Sin causas biológicas, unos peces anónimos y continentales se han cebado entre los manglares. Los ictiófagos prefieren no buscarles nombres y manducarlos al mejor modo de los corsarios o como puchero de enfermo. Cuando logran localizar sus huevas, se las frotan enérgicamente en los testículos y luego las engullen sin pestañear.

 

20

Profundamente abigarrado a los colores de su deleite, el múgil gira en su entorno cilíndrico y crea ondas que son su futura perdición. Cabezudo, no cala en él la malicia y por eso es presa fácil de los gastronautas de ribera. Lo deshuevan y lo descarnan con uñas y colmillos.

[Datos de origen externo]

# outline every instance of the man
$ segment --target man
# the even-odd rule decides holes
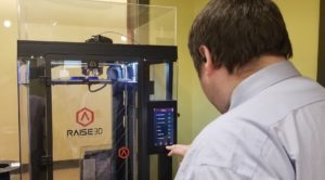
[[[273,1],[211,0],[188,48],[222,115],[190,149],[167,147],[185,154],[176,179],[325,179],[325,90],[288,61],[290,40]]]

Se le aprecia tanto que cada hogar quisiera tenerlo de huésped en las sartenes, rodeado de hierbas aromáticas y nueces y piñones.

 

Salida

Gaviotas revolotean sobre las tendidas piezas de lona de la antigua embarcación. Un halcón se posa sobre la vela mayor y anuncia la partida. Los peces pilotos aluden a su función y brujulean el derrotero. Los ictiófagos nos despiden con entusiasmo y olorosos a sardinas en escabeche. Para que el viaje de retorno transcurra sin incidentes, lanzan al mar, bajo la popa del navío, a una doncella desnuda, teñida por algas verdes: será nuestro talismán y nuestra rémora.